6 października 2019 roku na konwencji Koalicji Obywatelskiej zabrał głos były prezydent Lech Wałęsa, który odniósł się między innymi do przeszłości Solidarności. Wypominał zmarłemu Kornelowi Morawieckiemu „zdradę”. – Robią z niego bohatera, a on w środku, stan wojenny, atakują nas, a on kozak zakłada Solidarność Walczącą. Co to było? Zdrada! Zdrajca. Taka jest prawda, ale wybaczmy mu. Nie mówiłem o tym, bo wiedział, że nie dużo potrafi. Olaliśmy to – mówił Wałęsa. Dodał także, że „po chrześcijańsku wybacza”.

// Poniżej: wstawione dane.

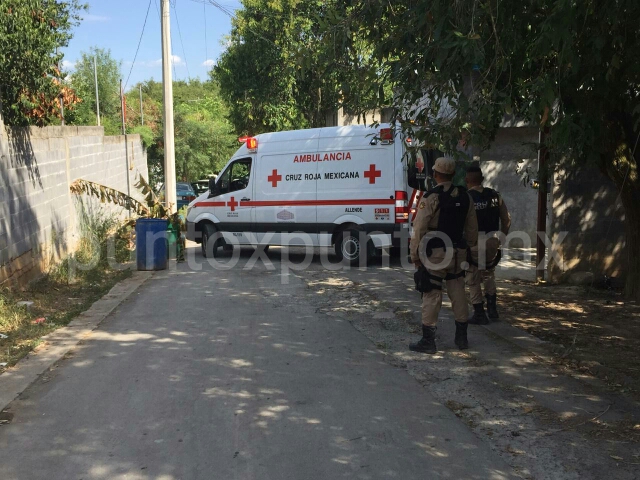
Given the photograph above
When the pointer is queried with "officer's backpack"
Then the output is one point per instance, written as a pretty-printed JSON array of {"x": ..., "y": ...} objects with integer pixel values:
[
  {"x": 487, "y": 205},
  {"x": 453, "y": 214}
]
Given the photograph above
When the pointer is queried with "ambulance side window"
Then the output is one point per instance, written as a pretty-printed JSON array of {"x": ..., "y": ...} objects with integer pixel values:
[
  {"x": 240, "y": 173},
  {"x": 235, "y": 177},
  {"x": 223, "y": 181}
]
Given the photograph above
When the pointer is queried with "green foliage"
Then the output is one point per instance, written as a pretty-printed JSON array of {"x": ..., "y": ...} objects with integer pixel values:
[
  {"x": 82, "y": 80},
  {"x": 458, "y": 68},
  {"x": 151, "y": 207},
  {"x": 31, "y": 31},
  {"x": 204, "y": 138},
  {"x": 278, "y": 74}
]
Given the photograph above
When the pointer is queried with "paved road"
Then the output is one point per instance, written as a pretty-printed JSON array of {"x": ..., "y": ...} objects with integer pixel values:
[{"x": 225, "y": 374}]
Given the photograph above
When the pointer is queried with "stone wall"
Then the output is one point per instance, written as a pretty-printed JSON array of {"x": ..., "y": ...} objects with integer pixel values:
[{"x": 39, "y": 217}]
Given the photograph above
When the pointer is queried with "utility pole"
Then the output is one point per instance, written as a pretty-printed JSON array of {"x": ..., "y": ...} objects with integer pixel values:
[
  {"x": 167, "y": 82},
  {"x": 123, "y": 106},
  {"x": 95, "y": 77},
  {"x": 60, "y": 97},
  {"x": 141, "y": 112},
  {"x": 543, "y": 156}
]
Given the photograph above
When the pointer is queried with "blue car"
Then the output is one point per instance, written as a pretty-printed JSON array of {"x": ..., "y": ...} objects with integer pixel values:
[{"x": 184, "y": 194}]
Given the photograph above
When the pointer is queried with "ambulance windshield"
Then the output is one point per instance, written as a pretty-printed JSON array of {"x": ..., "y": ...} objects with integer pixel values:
[{"x": 235, "y": 177}]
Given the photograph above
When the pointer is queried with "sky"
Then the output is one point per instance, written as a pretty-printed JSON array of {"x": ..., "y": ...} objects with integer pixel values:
[{"x": 116, "y": 25}]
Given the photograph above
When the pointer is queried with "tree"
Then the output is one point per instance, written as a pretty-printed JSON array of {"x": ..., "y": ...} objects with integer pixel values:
[
  {"x": 277, "y": 72},
  {"x": 458, "y": 67},
  {"x": 204, "y": 138},
  {"x": 31, "y": 31},
  {"x": 82, "y": 80}
]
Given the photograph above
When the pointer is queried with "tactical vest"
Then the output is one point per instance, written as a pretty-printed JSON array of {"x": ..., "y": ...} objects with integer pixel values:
[
  {"x": 453, "y": 215},
  {"x": 487, "y": 205}
]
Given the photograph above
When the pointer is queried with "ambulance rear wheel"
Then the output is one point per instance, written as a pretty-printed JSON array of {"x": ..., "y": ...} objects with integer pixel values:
[
  {"x": 350, "y": 247},
  {"x": 210, "y": 242}
]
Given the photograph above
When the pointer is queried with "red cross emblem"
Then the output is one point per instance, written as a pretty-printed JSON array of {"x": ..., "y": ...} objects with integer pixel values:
[
  {"x": 372, "y": 174},
  {"x": 274, "y": 178}
]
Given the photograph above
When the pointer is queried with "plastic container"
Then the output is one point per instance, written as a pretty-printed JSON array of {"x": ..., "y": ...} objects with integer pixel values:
[
  {"x": 173, "y": 246},
  {"x": 151, "y": 243}
]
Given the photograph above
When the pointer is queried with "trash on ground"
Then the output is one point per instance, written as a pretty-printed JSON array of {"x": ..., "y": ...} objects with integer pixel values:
[{"x": 26, "y": 304}]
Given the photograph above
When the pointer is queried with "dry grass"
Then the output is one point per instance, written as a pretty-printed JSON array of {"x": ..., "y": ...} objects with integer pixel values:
[
  {"x": 599, "y": 330},
  {"x": 60, "y": 295},
  {"x": 55, "y": 301}
]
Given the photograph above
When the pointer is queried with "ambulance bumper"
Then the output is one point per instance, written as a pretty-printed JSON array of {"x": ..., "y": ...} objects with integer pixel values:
[{"x": 192, "y": 234}]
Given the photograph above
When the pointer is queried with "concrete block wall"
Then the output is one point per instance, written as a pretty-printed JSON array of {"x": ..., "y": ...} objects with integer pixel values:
[
  {"x": 514, "y": 147},
  {"x": 39, "y": 216},
  {"x": 587, "y": 207}
]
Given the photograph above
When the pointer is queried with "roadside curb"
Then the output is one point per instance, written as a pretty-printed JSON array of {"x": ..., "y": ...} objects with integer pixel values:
[
  {"x": 56, "y": 344},
  {"x": 546, "y": 352}
]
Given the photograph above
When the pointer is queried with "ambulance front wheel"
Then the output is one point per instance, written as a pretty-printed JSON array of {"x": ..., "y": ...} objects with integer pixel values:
[
  {"x": 210, "y": 241},
  {"x": 352, "y": 246}
]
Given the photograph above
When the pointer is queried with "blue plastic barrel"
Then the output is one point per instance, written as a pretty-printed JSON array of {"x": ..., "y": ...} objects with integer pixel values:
[{"x": 151, "y": 243}]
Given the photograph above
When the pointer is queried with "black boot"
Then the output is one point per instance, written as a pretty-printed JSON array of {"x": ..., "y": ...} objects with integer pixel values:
[
  {"x": 478, "y": 317},
  {"x": 427, "y": 344},
  {"x": 461, "y": 336},
  {"x": 492, "y": 307}
]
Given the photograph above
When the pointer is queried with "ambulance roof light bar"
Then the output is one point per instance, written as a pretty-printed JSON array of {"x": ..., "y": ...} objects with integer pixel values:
[
  {"x": 386, "y": 136},
  {"x": 252, "y": 142}
]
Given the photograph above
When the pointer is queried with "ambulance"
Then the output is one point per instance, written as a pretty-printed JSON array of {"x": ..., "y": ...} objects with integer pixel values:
[{"x": 341, "y": 187}]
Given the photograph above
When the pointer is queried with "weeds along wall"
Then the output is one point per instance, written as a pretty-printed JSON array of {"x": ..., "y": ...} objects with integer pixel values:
[{"x": 40, "y": 219}]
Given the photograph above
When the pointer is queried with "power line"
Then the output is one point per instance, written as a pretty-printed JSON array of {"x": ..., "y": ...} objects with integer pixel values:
[
  {"x": 206, "y": 51},
  {"x": 139, "y": 42},
  {"x": 231, "y": 15},
  {"x": 184, "y": 52}
]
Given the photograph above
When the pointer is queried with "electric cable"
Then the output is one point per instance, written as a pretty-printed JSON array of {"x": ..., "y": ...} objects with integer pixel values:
[
  {"x": 184, "y": 52},
  {"x": 139, "y": 42}
]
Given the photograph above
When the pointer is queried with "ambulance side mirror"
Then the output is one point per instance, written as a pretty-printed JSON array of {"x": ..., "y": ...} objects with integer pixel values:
[{"x": 213, "y": 188}]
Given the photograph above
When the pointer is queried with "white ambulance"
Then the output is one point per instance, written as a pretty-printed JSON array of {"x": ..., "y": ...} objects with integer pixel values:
[{"x": 335, "y": 186}]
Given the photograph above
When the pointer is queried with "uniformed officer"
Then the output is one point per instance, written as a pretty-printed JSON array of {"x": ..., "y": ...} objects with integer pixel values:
[
  {"x": 492, "y": 216},
  {"x": 447, "y": 211}
]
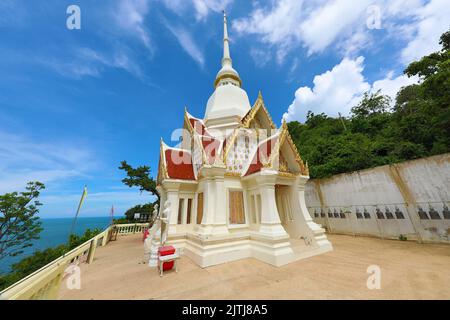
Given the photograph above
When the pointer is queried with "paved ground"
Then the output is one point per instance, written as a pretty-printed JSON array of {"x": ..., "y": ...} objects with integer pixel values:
[{"x": 409, "y": 271}]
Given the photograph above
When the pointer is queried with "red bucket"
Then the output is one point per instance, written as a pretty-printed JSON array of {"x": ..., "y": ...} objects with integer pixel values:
[{"x": 165, "y": 251}]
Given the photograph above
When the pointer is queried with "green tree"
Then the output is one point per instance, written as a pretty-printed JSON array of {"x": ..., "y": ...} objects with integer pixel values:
[
  {"x": 19, "y": 223},
  {"x": 146, "y": 209},
  {"x": 417, "y": 125}
]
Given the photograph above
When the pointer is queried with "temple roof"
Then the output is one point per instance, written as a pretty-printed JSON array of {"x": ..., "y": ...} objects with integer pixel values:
[{"x": 175, "y": 163}]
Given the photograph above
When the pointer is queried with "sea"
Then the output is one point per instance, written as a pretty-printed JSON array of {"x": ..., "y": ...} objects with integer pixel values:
[{"x": 55, "y": 232}]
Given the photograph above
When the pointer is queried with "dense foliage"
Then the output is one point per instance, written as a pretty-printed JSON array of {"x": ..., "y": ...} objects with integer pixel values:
[
  {"x": 380, "y": 132},
  {"x": 146, "y": 209},
  {"x": 19, "y": 223},
  {"x": 41, "y": 258}
]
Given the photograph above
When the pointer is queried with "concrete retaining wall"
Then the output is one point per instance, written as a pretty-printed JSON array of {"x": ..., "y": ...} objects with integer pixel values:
[{"x": 410, "y": 199}]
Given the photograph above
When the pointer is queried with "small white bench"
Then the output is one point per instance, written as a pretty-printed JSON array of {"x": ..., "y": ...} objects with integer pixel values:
[{"x": 169, "y": 258}]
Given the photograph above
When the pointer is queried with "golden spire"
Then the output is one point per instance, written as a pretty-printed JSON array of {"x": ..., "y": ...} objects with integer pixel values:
[
  {"x": 227, "y": 71},
  {"x": 226, "y": 60}
]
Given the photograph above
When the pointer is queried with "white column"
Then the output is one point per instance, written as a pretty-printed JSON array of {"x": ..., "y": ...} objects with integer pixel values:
[
  {"x": 308, "y": 226},
  {"x": 270, "y": 224},
  {"x": 172, "y": 192},
  {"x": 214, "y": 199}
]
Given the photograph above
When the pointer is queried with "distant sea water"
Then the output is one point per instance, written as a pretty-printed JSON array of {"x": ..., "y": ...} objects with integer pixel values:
[{"x": 54, "y": 233}]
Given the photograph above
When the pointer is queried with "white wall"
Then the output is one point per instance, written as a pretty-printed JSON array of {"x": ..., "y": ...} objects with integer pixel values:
[{"x": 408, "y": 186}]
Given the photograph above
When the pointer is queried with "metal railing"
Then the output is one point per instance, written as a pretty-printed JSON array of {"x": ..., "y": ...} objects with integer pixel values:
[{"x": 44, "y": 284}]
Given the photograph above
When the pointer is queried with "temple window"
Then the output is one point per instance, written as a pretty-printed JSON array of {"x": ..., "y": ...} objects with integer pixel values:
[
  {"x": 389, "y": 214},
  {"x": 422, "y": 214},
  {"x": 199, "y": 208},
  {"x": 358, "y": 214},
  {"x": 236, "y": 206},
  {"x": 434, "y": 215}
]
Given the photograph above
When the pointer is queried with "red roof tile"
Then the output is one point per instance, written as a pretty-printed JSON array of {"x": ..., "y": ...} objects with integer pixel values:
[
  {"x": 179, "y": 164},
  {"x": 264, "y": 151}
]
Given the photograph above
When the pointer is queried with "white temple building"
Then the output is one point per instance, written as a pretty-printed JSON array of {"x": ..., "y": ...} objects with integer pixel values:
[{"x": 236, "y": 182}]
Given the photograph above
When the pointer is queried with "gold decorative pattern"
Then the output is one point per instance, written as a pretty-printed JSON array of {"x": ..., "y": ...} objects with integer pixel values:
[
  {"x": 227, "y": 75},
  {"x": 252, "y": 113},
  {"x": 162, "y": 164}
]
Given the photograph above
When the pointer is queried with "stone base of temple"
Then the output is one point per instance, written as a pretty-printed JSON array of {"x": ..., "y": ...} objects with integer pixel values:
[{"x": 213, "y": 250}]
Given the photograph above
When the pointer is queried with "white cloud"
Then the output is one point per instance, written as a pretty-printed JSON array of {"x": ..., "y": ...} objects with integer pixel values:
[
  {"x": 342, "y": 24},
  {"x": 188, "y": 43},
  {"x": 201, "y": 7},
  {"x": 432, "y": 21},
  {"x": 87, "y": 62},
  {"x": 340, "y": 89},
  {"x": 336, "y": 90},
  {"x": 130, "y": 16},
  {"x": 23, "y": 160}
]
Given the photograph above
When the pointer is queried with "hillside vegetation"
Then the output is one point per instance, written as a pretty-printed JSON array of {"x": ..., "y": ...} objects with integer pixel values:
[{"x": 380, "y": 131}]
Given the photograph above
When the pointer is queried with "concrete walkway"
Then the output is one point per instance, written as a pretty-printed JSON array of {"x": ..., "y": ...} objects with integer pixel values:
[{"x": 408, "y": 271}]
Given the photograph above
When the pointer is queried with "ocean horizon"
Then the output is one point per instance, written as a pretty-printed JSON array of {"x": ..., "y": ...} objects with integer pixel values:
[{"x": 55, "y": 232}]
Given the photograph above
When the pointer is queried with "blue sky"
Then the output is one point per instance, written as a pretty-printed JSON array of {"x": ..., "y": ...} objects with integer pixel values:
[{"x": 74, "y": 103}]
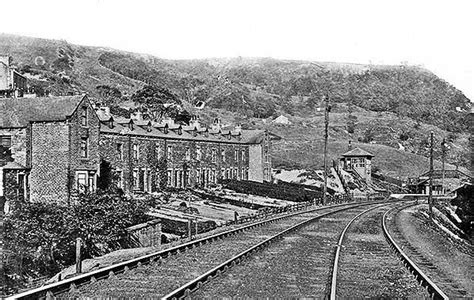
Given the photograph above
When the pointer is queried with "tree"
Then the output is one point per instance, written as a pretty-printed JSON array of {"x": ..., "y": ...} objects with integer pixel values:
[{"x": 42, "y": 235}]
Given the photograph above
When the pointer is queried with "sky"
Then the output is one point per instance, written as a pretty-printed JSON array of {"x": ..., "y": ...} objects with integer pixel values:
[{"x": 435, "y": 34}]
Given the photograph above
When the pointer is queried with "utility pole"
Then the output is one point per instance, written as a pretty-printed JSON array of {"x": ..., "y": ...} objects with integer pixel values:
[
  {"x": 430, "y": 195},
  {"x": 326, "y": 125},
  {"x": 443, "y": 152}
]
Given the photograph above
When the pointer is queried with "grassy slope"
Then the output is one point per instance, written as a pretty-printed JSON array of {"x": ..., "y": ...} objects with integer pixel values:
[{"x": 302, "y": 146}]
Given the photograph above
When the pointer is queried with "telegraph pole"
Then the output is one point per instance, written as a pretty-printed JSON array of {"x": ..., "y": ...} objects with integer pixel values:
[
  {"x": 443, "y": 152},
  {"x": 326, "y": 125},
  {"x": 430, "y": 195}
]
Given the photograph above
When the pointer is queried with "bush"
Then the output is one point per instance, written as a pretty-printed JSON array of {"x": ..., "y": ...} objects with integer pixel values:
[{"x": 45, "y": 233}]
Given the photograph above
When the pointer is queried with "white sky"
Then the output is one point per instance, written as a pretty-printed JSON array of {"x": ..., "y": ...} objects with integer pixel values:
[{"x": 435, "y": 34}]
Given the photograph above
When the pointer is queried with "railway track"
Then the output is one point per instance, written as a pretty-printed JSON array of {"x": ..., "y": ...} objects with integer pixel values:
[
  {"x": 166, "y": 267},
  {"x": 365, "y": 266},
  {"x": 297, "y": 266},
  {"x": 438, "y": 284}
]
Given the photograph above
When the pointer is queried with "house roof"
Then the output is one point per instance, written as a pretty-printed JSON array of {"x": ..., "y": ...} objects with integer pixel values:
[
  {"x": 11, "y": 165},
  {"x": 357, "y": 152},
  {"x": 18, "y": 112},
  {"x": 246, "y": 136}
]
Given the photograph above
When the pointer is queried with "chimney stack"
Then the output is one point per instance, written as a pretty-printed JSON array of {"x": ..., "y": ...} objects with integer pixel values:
[
  {"x": 238, "y": 128},
  {"x": 216, "y": 125}
]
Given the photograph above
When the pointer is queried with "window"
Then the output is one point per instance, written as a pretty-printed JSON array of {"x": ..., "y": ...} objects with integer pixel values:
[
  {"x": 5, "y": 141},
  {"x": 21, "y": 179},
  {"x": 84, "y": 116},
  {"x": 120, "y": 151},
  {"x": 170, "y": 152},
  {"x": 135, "y": 179},
  {"x": 168, "y": 176},
  {"x": 85, "y": 180},
  {"x": 197, "y": 176},
  {"x": 214, "y": 155},
  {"x": 119, "y": 174},
  {"x": 81, "y": 181},
  {"x": 84, "y": 144},
  {"x": 158, "y": 152},
  {"x": 136, "y": 151},
  {"x": 91, "y": 182},
  {"x": 198, "y": 153},
  {"x": 213, "y": 176},
  {"x": 188, "y": 154}
]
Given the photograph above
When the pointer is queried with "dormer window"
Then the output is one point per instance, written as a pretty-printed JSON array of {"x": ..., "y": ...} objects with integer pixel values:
[{"x": 84, "y": 116}]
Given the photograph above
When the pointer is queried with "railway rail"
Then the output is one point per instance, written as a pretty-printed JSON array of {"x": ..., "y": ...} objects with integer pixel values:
[
  {"x": 425, "y": 271},
  {"x": 195, "y": 284},
  {"x": 301, "y": 267},
  {"x": 72, "y": 284},
  {"x": 365, "y": 265}
]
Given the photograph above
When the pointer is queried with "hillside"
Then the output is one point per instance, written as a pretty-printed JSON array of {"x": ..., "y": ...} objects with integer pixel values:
[{"x": 389, "y": 110}]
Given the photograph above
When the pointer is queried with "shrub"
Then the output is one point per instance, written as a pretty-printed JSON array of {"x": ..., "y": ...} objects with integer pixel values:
[{"x": 45, "y": 233}]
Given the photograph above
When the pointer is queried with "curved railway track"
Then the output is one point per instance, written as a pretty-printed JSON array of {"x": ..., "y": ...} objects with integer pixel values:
[
  {"x": 301, "y": 264},
  {"x": 365, "y": 266},
  {"x": 166, "y": 264},
  {"x": 438, "y": 284}
]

Do słów Wałęsy odniosła się Katarzyna Lubnauer, która również przemawiała podczas konwencji Koalicji Obywatelskiej. – To nie będzie pierwszy raz, kiedy nie zgodzę się z Wałęsą. Bardzo pozytywnie oceniam jego wkład w odzyskanie przez Polskę wolności. Natomiast później moje poglądy dość często rozmijały się z poglądami Wałęsy – podkreśliła. Jak dodała, „inaczej ocenia Morawieckiego i jego dokonania”. - Osobom, dzięki którym mamy dzisiaj wolność należy się szacunek - zaznaczyła.

Słowa byłego prezydenta o Kornelu Morawieckim komentowali również inni politycy PO. –Wałęsa ma pewne poczucie żalu, że w momencie, kiedy był stan wojenny i potrzebował wsparcia, to Kornel Morawiecki mu tego wsparcia nie okazał, ale organizował indywidualne działania osłabiające Solidarność – powiedział Sławomir Nitras na antenie TOK FM i dodał, że sam nie wypowiedziałby takich słów. - Lech Wałęsa tyle zrobił dla Polski, że należy, nawet jeżeli są słowa, z którymi się nie zgadzamy, wybaczać od razu - stwierdził polityk.